Top 5 Hong Kong Café Drinks

Shaped by seasonality, convenience, pricing, and a cultural hack from the British, these beverages represent the quirky and unique concoctions of the Hong Kong culinary mind.

Hong Kong isn’t much of a drinking culture. Yet the city’s ability to create some pretty darn addictive drinks is worthy of mention and praise. And no, we’re not talking alcohol. Think local Hong Kong cafés, or cha chaan teng in Cantonese, and a blend of G-rated liquid fun.  Shaped by seasonality, convenience, pricing, and a cultural hack from the British, these beverages represent the quirky and unique concoctions of the Hong Kong culinary mind.

Presenting: an insider’s guide to picking the right tasting thirst quenching glass of goodness. And don’t worry, if you’re time constrained, these drinks are happy to follow you on the go.

Here are 5 Hong Kong cha chaan teng drinks you must try:

1. Milk Tea 奶茶 naai cha

Like coffee is to the Italians, the milk tea is the reigning beverage of Hong Kong. Heeding the characteristics of the English cuppa, the Hong Kongers have poured their own brewing and flavour preferences into the mix. Otherwise known as ‘silk-stocking’ milk tea, this local drink is strained repeatedly through a tea sock, leaving behind a velvety liquid. The tea is brewed from a blend of black tea leaves, although the exact recipe will vary from place to place. Rather than regular milk, evaporated or condensed milk is used for the reward of a richer and creamier texture.
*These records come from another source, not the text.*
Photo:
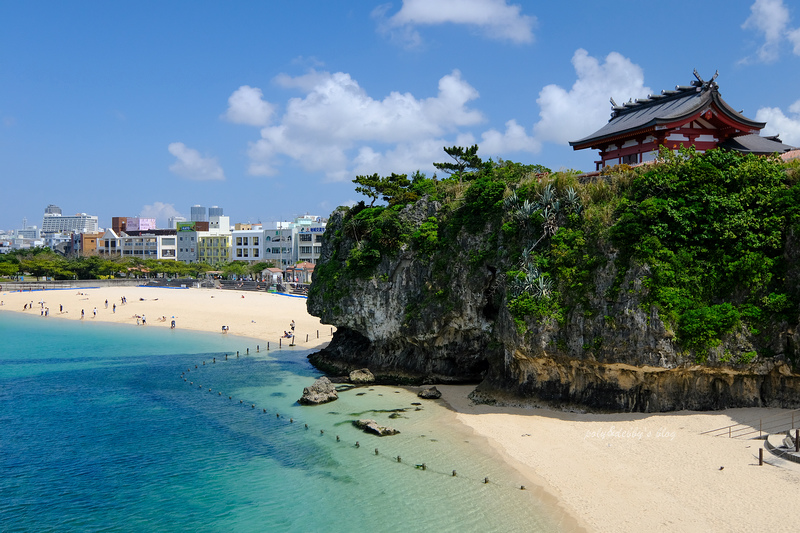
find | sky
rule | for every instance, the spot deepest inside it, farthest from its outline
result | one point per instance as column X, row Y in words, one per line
column 270, row 109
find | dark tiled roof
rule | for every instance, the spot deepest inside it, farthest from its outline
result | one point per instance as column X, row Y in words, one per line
column 664, row 108
column 756, row 144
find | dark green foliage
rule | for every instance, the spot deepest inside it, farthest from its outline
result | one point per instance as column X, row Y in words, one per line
column 702, row 328
column 482, row 202
column 465, row 161
column 712, row 229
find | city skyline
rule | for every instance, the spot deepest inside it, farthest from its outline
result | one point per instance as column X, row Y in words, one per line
column 271, row 110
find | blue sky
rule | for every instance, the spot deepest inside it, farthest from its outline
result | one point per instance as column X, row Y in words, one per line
column 270, row 109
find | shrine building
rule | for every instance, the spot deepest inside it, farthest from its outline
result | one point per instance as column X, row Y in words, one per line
column 693, row 115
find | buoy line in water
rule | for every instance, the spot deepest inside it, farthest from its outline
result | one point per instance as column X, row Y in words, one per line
column 396, row 459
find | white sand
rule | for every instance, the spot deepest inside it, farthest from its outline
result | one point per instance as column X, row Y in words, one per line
column 616, row 472
column 643, row 472
column 261, row 316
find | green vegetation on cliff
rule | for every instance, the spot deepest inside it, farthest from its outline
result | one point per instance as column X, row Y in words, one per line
column 713, row 234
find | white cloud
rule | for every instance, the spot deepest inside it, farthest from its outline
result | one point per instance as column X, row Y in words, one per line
column 788, row 127
column 338, row 129
column 245, row 106
column 571, row 115
column 771, row 18
column 160, row 211
column 193, row 166
column 515, row 139
column 495, row 18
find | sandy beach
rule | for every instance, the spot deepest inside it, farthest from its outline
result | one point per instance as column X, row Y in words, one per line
column 257, row 315
column 612, row 472
column 643, row 472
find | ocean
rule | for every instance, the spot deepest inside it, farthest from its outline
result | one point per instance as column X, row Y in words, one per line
column 108, row 427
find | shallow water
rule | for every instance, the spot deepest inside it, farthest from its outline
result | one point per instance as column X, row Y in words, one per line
column 108, row 427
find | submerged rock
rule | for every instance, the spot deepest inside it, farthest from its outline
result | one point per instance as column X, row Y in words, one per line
column 322, row 391
column 361, row 377
column 430, row 393
column 371, row 426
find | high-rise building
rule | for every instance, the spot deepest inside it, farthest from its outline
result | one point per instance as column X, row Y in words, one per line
column 199, row 214
column 172, row 222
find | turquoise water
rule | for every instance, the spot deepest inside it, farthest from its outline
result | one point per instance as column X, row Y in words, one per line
column 100, row 432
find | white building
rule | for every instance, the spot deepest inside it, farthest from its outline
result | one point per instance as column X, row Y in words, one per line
column 284, row 243
column 80, row 223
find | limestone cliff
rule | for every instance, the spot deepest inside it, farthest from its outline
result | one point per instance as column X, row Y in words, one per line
column 413, row 314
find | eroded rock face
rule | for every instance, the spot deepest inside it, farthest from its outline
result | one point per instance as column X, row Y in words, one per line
column 322, row 391
column 371, row 426
column 610, row 352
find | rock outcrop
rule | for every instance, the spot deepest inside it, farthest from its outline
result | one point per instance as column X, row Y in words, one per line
column 413, row 323
column 361, row 377
column 371, row 426
column 430, row 393
column 322, row 391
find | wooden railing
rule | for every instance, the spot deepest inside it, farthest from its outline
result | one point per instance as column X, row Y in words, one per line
column 758, row 428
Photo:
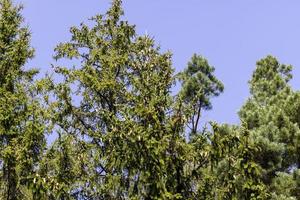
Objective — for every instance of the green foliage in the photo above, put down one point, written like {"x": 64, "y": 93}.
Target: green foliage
{"x": 198, "y": 86}
{"x": 22, "y": 117}
{"x": 121, "y": 133}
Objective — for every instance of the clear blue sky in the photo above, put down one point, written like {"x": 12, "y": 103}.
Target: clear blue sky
{"x": 231, "y": 34}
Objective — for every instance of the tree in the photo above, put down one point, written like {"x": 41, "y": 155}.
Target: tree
{"x": 272, "y": 114}
{"x": 22, "y": 125}
{"x": 125, "y": 111}
{"x": 199, "y": 85}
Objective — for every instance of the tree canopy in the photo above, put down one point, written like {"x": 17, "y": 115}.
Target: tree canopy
{"x": 121, "y": 131}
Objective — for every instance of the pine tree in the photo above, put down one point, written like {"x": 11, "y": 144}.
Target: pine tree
{"x": 199, "y": 85}
{"x": 272, "y": 117}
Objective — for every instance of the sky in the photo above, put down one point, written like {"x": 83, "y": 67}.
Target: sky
{"x": 231, "y": 34}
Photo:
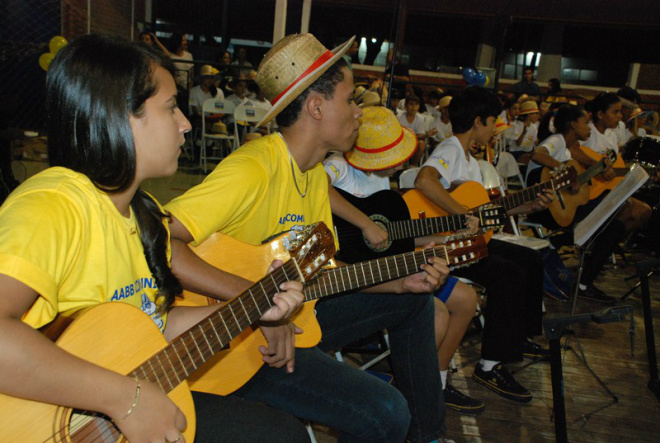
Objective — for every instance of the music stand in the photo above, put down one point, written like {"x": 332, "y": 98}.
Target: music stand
{"x": 587, "y": 230}
{"x": 555, "y": 327}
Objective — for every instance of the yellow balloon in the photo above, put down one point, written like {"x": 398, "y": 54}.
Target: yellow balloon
{"x": 44, "y": 60}
{"x": 57, "y": 43}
Looking for an extra kick of caffeine? Kill two birds with one stone by ordering the yin yeung, a popular variation that is ‘Milk Tea with Coffee’. But be warned, this combination will easily keep you buzzing for the day.


2. Red Bean Ice with Ice Cream雪糕 紅豆冰 syut gou hung dau bing

Whether young or old, this beverage is the ultimate summer treat. The perfect prescription of sweet, cold, crunchy and creamy to cure your sweaty self. Often served alongside your meals, this ice-cream-laden glass of layered delights transcends the definition of ‘dessert’.
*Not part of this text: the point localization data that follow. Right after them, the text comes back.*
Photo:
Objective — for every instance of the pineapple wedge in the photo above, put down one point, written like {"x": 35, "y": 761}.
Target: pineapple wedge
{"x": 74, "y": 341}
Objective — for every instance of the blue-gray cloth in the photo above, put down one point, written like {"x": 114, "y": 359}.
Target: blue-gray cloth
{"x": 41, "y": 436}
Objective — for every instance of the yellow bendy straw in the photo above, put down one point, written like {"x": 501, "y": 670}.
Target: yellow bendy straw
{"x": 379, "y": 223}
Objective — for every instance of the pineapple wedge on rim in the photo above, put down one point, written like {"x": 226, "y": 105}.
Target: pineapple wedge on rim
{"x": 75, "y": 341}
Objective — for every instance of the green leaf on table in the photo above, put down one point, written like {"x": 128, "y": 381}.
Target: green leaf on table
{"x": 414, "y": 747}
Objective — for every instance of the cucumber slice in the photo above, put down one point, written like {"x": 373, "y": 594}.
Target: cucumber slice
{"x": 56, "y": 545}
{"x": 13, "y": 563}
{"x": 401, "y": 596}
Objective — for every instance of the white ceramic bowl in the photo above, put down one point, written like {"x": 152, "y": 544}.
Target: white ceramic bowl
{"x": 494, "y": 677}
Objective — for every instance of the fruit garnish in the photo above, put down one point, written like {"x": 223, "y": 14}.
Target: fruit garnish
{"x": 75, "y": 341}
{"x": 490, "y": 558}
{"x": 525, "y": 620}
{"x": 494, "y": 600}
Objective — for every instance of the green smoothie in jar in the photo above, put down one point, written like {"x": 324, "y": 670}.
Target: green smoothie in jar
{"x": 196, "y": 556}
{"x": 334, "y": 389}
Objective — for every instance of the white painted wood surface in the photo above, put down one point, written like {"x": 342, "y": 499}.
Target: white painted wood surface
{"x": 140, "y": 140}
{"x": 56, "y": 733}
The layers? From the bottom: milk (sometimes evaporated milk is added), crushed ice, sweetened red bean, and finally, a guilty scoop of ice-cream. The stirring is fun as it is imperative. An osmotic dance in motion as the milk, cream, ice, and ribbons of red swirl into formation. If you’re worried about calories, some cafes serve Red Bean Ice, less the ice cream. It’s good, but not as good.


3. Ovaltine阿華田o waa tin and Horlicks好立克 hou laap hak

Holding fast to the gastronomic remnants of British colonialism, Ovaltine and Horlicks play the classic sibling duo.

Developed by the Swiss but popularised by the English, Ovaltine is a milk flavouring product made with malt extract, sugar, cocoa and whey. Presented as a powder, it is commonly diluted in water and milk. Horlicks, named after its English founders James and William Horlick, is a similar malt-based drink. Omit the chocolate and you’ll get a mug of milled malted barley, wheat flour and dairy powder.

Often served cold (though hot option is available), they are most popular amongst the younger demographic. Quick to make, cheap to buy.


4. Hot Coke with Ginger and Lemon檸樂煲薑ning lok bou goeng

If you like Coke, ginger and lemon, then believe us when we tell you this: your life is about to change (possibly). As the saying ‘don’t judge a book by its cover’ goes, this hot beverage is testament to flavour experimentation gone surprisingly right. Boiling the Coke will erase the fizz but retain the sugar. Add thinly-sliced ginger and lemon, and voilà, a rewarding zing of gingery spice and lemony tang.

Believed to hold remedial properties to combat the cold, this drink can soothe the throat and warm the belly. But let’s give the medicinal credit to the ginger and lemon.


5. Lemon Iced Tea凍檸茶 dong ning cha

Homemade lemon tea is always better. Costing no more than HK$25 (or free with a set lunch) and served within five minutes, the lemon iced tea is a classic summer favourite. With the choice to trade tea with water and/or cold with hot, this drink does a superb job of healthy hydration. Add a few lemon pieces and syrup (level of sweetness is adjustable) and you’ve got yourself a summer cooler or winter warmer.